You car’s service plan is about to expire, and a simple white mailing box lands on your doorstep. It includes a medium-size jigsaw puzzle and a brief letter inviting you to complete the picture. Intrigued, you start to put the pieces together without realising a surprise ending awaits.
Engaging a car or bike owner’s mind with the benefits of genuine parts can be like free-climbing El Capitan in a thunder storm. Challenging.
It’s the reason the FCAI’s Genuine Is Best initiative exists, and others all over the world are on the same important mission.
The Cape Town, South Africa office of advertising giant Ogilvy & Mather has recently been focused on engaging hearts and minds with the safety, performance and durability benefits delivered by genuine replacement parts.
And based on the insight that one incorrect piece, no matter how small, can compromise the bigger picture, its creative team developed the jigsaw puzzle idea as a piece of direct communication, underpinned by that undeniable truth.
The surprise ending is that one crucially located piece fits the puzzle, but is entirely inappropriate, dramatically changing the meaning of the image the puzzle ultimately depicts.

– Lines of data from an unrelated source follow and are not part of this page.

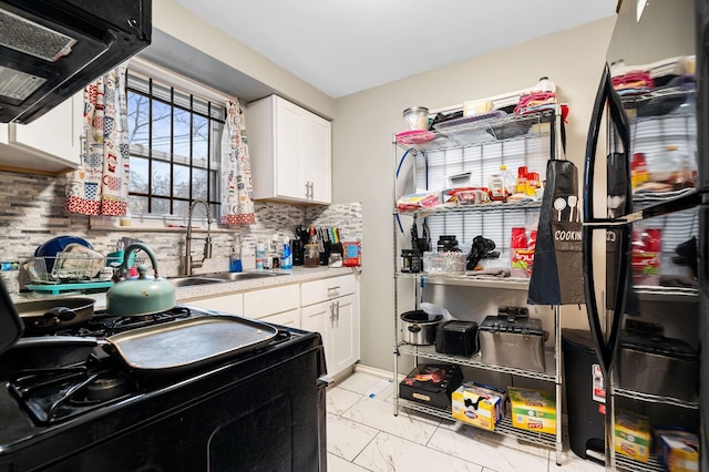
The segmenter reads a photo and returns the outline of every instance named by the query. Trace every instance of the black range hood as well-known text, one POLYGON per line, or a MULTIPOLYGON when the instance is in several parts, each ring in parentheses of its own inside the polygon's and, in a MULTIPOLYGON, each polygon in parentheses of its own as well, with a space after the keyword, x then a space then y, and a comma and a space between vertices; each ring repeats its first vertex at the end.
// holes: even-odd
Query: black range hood
POLYGON ((151 34, 151 0, 0 0, 0 123, 43 115, 151 34))

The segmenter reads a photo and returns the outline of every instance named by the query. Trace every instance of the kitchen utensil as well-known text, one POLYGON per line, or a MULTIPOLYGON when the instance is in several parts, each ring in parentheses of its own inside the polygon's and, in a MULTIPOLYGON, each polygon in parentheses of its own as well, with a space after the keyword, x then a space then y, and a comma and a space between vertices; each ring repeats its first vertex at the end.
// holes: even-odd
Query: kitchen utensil
POLYGON ((566 208, 566 201, 562 197, 558 197, 554 201, 554 209, 558 212, 557 222, 562 220, 562 211, 566 208))
POLYGON ((37 249, 34 249, 34 257, 45 258, 47 273, 51 274, 54 267, 54 257, 63 252, 70 244, 80 244, 89 249, 93 249, 93 246, 88 240, 80 237, 56 236, 39 245, 37 249))
POLYGON ((278 329, 237 316, 203 316, 109 337, 103 350, 134 371, 176 371, 243 355, 268 343, 278 329))
POLYGON ((402 339, 410 345, 433 345, 436 327, 442 319, 443 315, 436 315, 429 319, 429 314, 423 310, 401 314, 402 339))
POLYGON ((175 306, 175 287, 160 278, 157 261, 153 252, 143 243, 135 243, 125 249, 121 265, 122 280, 106 293, 106 312, 112 316, 141 316, 168 310, 175 306), (135 250, 143 250, 151 258, 154 278, 145 277, 147 268, 138 266, 138 278, 129 279, 129 260, 135 250))
POLYGON ((20 339, 23 330, 24 325, 0 278, 0 355, 20 339))
POLYGON ((39 334, 86 321, 93 315, 94 305, 93 298, 63 298, 20 302, 16 309, 27 332, 39 334))

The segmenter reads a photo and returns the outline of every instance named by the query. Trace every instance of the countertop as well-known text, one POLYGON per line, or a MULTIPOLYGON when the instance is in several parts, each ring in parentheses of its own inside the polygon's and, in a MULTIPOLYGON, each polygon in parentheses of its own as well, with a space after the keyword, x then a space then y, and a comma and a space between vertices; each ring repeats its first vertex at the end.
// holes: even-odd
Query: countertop
MULTIPOLYGON (((196 300, 201 298, 209 298, 219 295, 238 294, 249 290, 258 290, 261 288, 276 287, 279 285, 300 284, 304 281, 318 280, 323 278, 337 277, 348 274, 357 274, 360 267, 294 267, 289 270, 274 269, 269 271, 284 274, 279 277, 264 277, 240 281, 224 281, 217 284, 206 284, 197 286, 181 287, 175 289, 175 300, 178 304, 189 304, 189 300, 196 300)), ((14 294, 12 295, 12 301, 14 304, 21 304, 23 301, 44 300, 66 298, 72 296, 91 297, 96 300, 95 309, 105 308, 106 297, 105 293, 100 294, 75 294, 66 295, 45 295, 39 293, 29 294, 14 294)))

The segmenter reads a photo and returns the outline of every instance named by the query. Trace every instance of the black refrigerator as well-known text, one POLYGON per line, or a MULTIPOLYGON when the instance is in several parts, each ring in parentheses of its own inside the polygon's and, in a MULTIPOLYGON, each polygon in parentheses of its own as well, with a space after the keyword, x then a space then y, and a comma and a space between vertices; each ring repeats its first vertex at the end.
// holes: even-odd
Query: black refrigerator
POLYGON ((709 0, 618 1, 582 229, 607 469, 662 470, 658 431, 677 429, 697 434, 709 471, 708 86, 709 0), (646 419, 650 437, 616 452, 626 412, 646 419))

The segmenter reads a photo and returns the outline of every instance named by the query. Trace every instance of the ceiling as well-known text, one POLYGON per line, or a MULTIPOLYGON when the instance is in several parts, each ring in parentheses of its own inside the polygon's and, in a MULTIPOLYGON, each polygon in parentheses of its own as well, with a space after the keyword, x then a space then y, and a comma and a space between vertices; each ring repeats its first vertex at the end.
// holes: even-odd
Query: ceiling
POLYGON ((615 13, 618 0, 176 0, 337 99, 615 13))

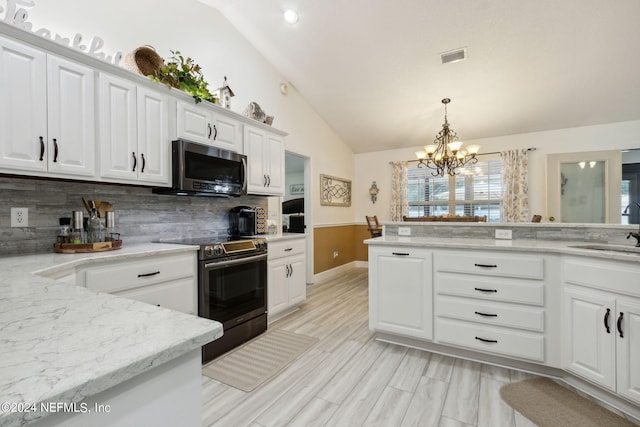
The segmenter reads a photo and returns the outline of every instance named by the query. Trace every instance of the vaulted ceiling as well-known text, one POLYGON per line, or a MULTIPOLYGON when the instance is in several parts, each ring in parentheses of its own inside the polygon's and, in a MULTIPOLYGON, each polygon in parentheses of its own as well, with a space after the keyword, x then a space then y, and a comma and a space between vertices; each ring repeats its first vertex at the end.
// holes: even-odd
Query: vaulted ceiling
POLYGON ((200 1, 356 153, 640 119, 638 0, 200 1))

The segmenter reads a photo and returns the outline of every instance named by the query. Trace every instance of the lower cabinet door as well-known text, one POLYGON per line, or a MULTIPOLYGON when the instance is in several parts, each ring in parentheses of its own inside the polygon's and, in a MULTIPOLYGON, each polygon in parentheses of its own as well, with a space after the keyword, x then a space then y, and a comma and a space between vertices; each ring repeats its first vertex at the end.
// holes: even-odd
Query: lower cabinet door
POLYGON ((273 316, 289 306, 289 284, 287 258, 269 261, 267 273, 267 312, 273 316))
POLYGON ((567 288, 563 299, 564 369, 615 390, 614 297, 591 289, 567 288))
POLYGON ((192 276, 186 279, 116 292, 114 295, 187 314, 195 314, 196 287, 196 278, 192 276))
POLYGON ((426 250, 369 250, 371 329, 433 338, 432 265, 432 254, 426 250))
MULTIPOLYGON (((613 322, 614 319, 612 318, 613 322)), ((620 298, 616 305, 618 393, 640 403, 640 302, 620 298)), ((612 331, 613 332, 613 331, 612 331)))
POLYGON ((289 305, 298 305, 307 299, 307 278, 304 255, 289 258, 289 305))

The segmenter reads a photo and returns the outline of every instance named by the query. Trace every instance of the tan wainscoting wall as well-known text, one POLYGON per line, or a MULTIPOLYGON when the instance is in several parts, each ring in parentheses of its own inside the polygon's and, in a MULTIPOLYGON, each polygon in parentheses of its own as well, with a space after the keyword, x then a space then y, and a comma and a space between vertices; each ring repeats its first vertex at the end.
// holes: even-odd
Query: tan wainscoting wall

Where a contact lens should be on a fingertip close to a woman’s eye, the ‘final’ piece in fact shows a drawing pin; a volleyball player is about to spike a cactus rather than a ball; a goalkeeper shapes to drive a person’s head instead of a football down the soccer field; a girl is tossing a spider rather than a piece of popcorn into her mouth; and a frisbee player is unexpectedly throwing a snake to his girlfriend.
Personal engagement in completing the puzzle perfectly positions the tagline – Just because it fits, doesn’t mean it’ll work – with a high pass-on factor improving the campaign’s reach and effectiveness.
It’s a genius idea that’s beautifully executed in an effective, award-winning campaign.